6 thoughts on “Encouragement for Parents of Transgender Kids

  1. I had the wonderful opportunity to very briefly know a young man in one of my classes last year, who was brave and comfortable enough to come talk to me about his upcoming transition. He knew he could trust me. When I reached out to the guidance office, I discovered it was true and volunteered to be an advocate or resource for him should any issues in the building arise. Unfortunately I was already seeing eye rolling and judgement from adults who didn’t understand. He ended up leaving a month later to start his transition at another school, and even though I was sad to not get to see this experience, I realized it was probably best for him. And what great parents!! This was one of several experiences that makes me realize I’m meant to put together a GSA for these kids. Our community has some educating to do.

  2. “If you have to choose between doing what you think is ‘right’ and love, always choose love and you will always be right.”

    That’s not just good advice for parents of transgendered children, that’s just a darned good way to approach life in general. I’m going to put that quote on a card and tape it on my bathroom mirror.

  3. Thank you for the encouragement. Well timed, and much needed. Picking up a tux today for my transkiddo to wear to the school dance this Friday. The looks and stares that I got from other parents while getting measured was a small price to pay in comparison to the depression, suicial thoughts and anxiety I caused by being initially resistant to my child’s desire to express who they truly are.

  4. Hi Susan,

    I taught kindergarten for thirty years.

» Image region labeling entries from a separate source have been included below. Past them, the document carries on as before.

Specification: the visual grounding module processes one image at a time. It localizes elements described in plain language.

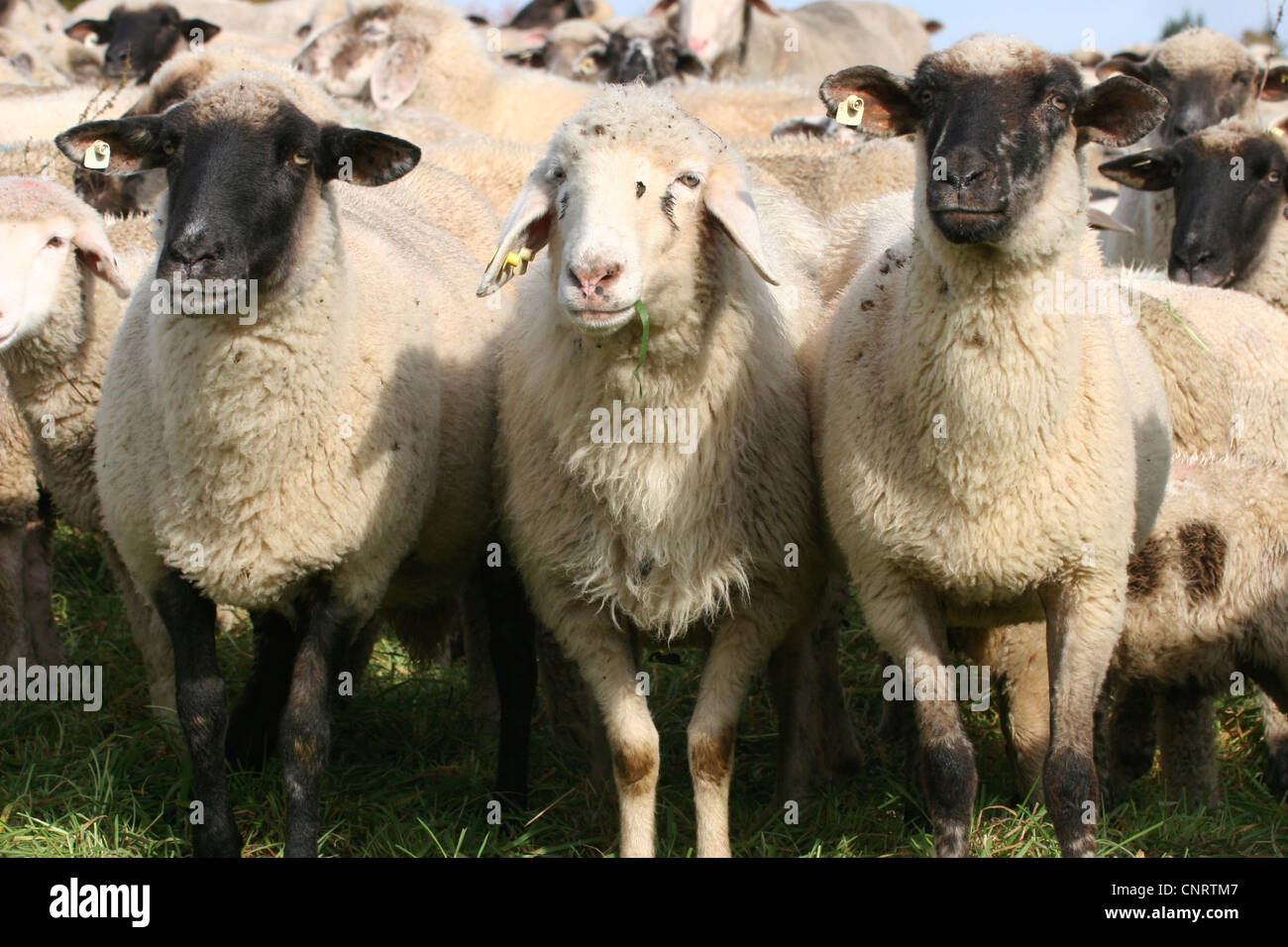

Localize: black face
[67,4,219,82]
[55,99,420,294]
[604,33,705,85]
[1102,136,1288,286]
[1098,56,1261,146]
[510,0,585,30]
[819,54,1167,244]
[911,63,1082,244]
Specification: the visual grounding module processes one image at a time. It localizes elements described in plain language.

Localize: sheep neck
[892,230,1083,496]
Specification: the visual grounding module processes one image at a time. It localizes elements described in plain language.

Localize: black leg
[484,566,537,806]
[154,573,242,857]
[278,579,360,858]
[228,612,295,770]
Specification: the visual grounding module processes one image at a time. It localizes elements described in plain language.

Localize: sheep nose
[568,266,621,299]
[944,149,992,191]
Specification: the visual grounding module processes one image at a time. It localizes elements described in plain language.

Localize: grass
[0,527,1288,857]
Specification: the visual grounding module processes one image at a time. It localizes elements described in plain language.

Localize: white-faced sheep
[56,73,533,856]
[0,177,174,708]
[653,0,940,81]
[480,86,849,857]
[814,35,1171,856]
[963,456,1288,804]
[1096,27,1266,266]
[295,0,811,145]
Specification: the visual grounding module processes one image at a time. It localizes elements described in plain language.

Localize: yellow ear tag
[85,142,112,171]
[836,95,863,128]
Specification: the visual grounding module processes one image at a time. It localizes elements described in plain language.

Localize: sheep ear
[1073,76,1167,147]
[1096,53,1153,85]
[477,159,558,296]
[317,125,420,187]
[1100,149,1172,191]
[63,20,112,43]
[1261,65,1288,102]
[702,160,778,286]
[54,115,167,174]
[818,65,921,136]
[72,214,132,299]
[179,20,222,49]
[371,40,421,112]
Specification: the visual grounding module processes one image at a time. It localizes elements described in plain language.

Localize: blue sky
[452,0,1272,53]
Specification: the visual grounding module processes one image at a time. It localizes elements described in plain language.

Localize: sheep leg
[278,579,362,858]
[152,571,242,858]
[767,627,824,806]
[1158,686,1218,809]
[1104,682,1156,809]
[98,536,176,717]
[0,524,27,666]
[1039,581,1126,858]
[226,612,295,770]
[690,618,767,858]
[22,510,67,665]
[486,567,537,806]
[551,603,661,858]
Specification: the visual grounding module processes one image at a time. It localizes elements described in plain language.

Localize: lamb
[811,35,1171,856]
[967,455,1288,804]
[1100,120,1288,310]
[1096,27,1266,266]
[0,374,67,666]
[56,73,535,856]
[0,177,175,712]
[295,0,808,145]
[653,0,941,81]
[478,86,853,857]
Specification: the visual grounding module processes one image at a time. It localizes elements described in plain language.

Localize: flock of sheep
[0,0,1288,856]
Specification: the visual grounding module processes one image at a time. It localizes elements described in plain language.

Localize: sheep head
[1100,121,1288,286]
[480,86,777,335]
[819,35,1167,252]
[0,177,130,351]
[55,73,420,307]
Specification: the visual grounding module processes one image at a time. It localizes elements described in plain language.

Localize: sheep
[64,3,220,85]
[1102,120,1288,310]
[1096,27,1266,266]
[478,86,853,857]
[56,73,533,856]
[0,373,67,666]
[0,177,175,715]
[811,35,1171,856]
[295,0,810,145]
[653,0,940,81]
[63,47,499,261]
[967,454,1288,804]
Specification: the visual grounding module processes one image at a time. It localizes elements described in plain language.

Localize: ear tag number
[85,142,112,171]
[836,95,863,128]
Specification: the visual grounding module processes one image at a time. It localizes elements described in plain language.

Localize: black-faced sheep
[58,73,533,856]
[812,35,1171,856]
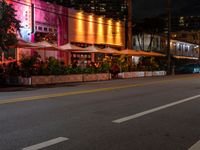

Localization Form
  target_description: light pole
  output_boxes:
[197,32,200,61]
[127,0,133,49]
[167,0,171,74]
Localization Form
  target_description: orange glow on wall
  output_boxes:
[75,12,85,42]
[86,15,95,44]
[106,19,114,44]
[115,22,123,45]
[68,9,125,46]
[97,17,105,43]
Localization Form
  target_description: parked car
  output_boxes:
[175,64,200,74]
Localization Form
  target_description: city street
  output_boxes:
[0,75,200,150]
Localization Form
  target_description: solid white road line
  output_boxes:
[112,95,200,123]
[188,141,200,150]
[22,137,69,150]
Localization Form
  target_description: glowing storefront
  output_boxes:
[7,0,125,63]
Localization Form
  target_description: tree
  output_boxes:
[0,0,20,51]
[133,17,165,51]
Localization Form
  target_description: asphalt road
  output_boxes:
[0,75,200,150]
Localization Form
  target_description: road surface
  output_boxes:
[0,75,200,150]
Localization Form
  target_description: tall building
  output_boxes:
[44,0,128,20]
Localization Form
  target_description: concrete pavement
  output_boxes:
[0,75,200,150]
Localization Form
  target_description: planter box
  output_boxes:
[153,71,167,76]
[145,71,153,77]
[31,76,53,85]
[133,71,145,77]
[19,77,31,85]
[118,71,145,79]
[23,73,110,85]
[96,73,111,81]
[31,74,83,85]
[83,74,98,82]
[51,74,83,84]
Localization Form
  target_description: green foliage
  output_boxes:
[20,53,40,77]
[0,0,20,51]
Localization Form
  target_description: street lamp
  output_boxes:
[167,0,171,74]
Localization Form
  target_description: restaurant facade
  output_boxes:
[6,0,125,63]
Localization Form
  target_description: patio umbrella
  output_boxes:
[10,39,37,48]
[147,52,166,57]
[103,47,121,55]
[59,43,85,51]
[121,49,143,56]
[34,41,61,51]
[74,45,109,54]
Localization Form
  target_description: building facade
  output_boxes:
[7,0,125,62]
[44,0,127,20]
[133,34,199,58]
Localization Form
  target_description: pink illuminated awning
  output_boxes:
[59,43,85,51]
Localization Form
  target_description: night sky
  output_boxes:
[133,0,200,18]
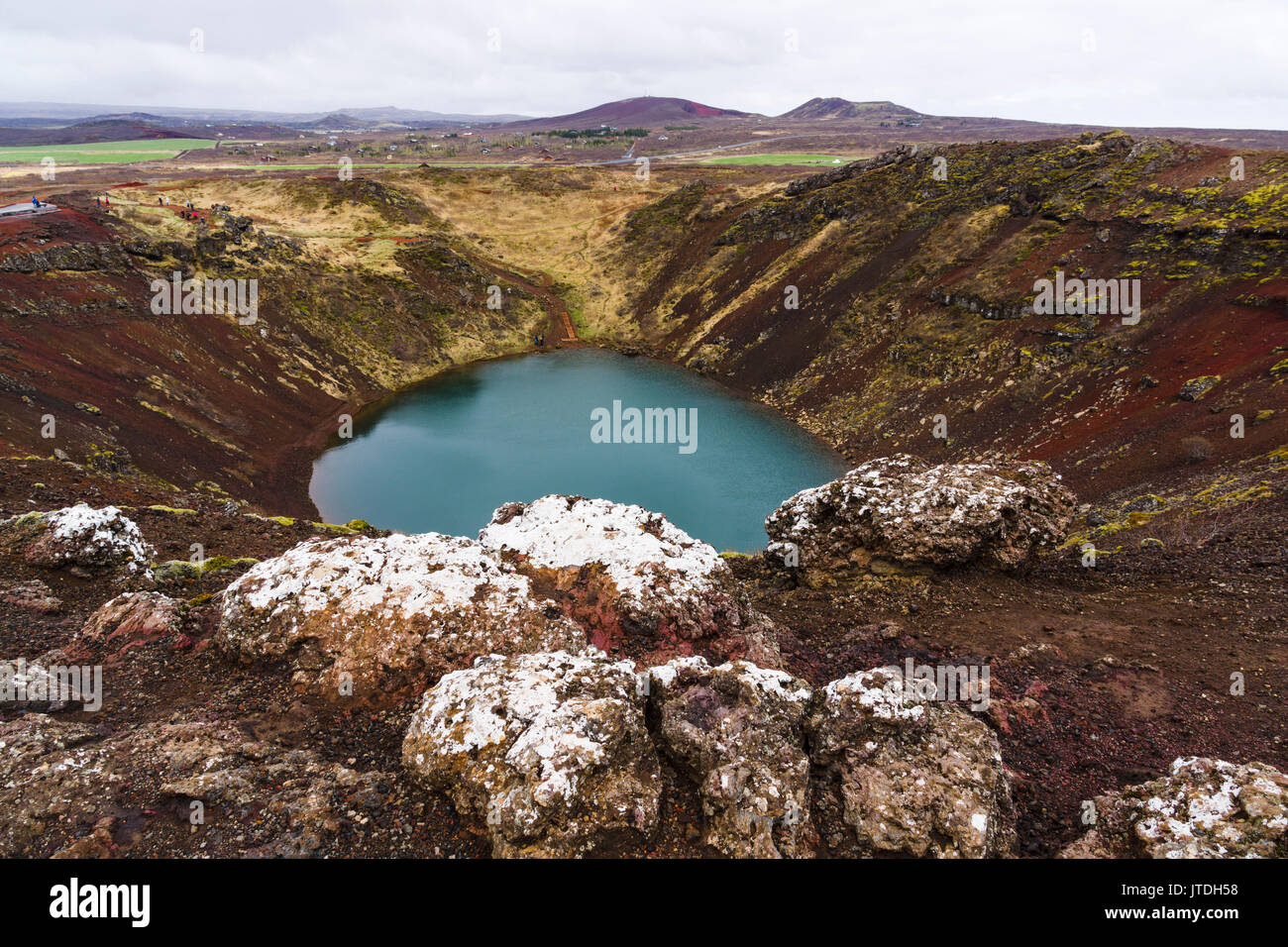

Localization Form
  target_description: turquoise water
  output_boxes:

I wish I would have had your news letter for some of the parents of my gay children. The macho dad with the little boy who just wanted to play My Little Pony with the girls or the little girl who would not comb her long red hair because, “Mom, I want short hair like the boys.” The best one was a set of triplets who told me they had a conversation in their mommies tummy. Two of them decided they wanted to be boys and one of them wanted to be a girl, but God made them all girls so they just had to live with it. It gave me chills! These little 5 year old girls telling me about a pre-birth conversation. They told their parents the same thing and their parents never tried to make them all get shinny shoes again.

    Thank you for this work.

    Sincerely, Paula Dr. Paula Trimble-Familetti paula.trimblefamiletti@yahoo.com WhyBelieve1.blogspot.com http://www.drtrimblefamiletti.com

  5. I have to admit this is something I do not understand. As a lesbian, I remember wishing I were male so my attraction to females would be. “normal”. But to feel like I am in the wrong body is difficult to comprehend. However, I do feel transgender individuals have by far the toughest row to hoe so to speak. I believe they are judged more harshly and viewed more marginally than the rest of the LGBT community. While the compassion and heartbreak is there, I pray God will help me understand and a deeper level the agony many of these individuals live day in and day out.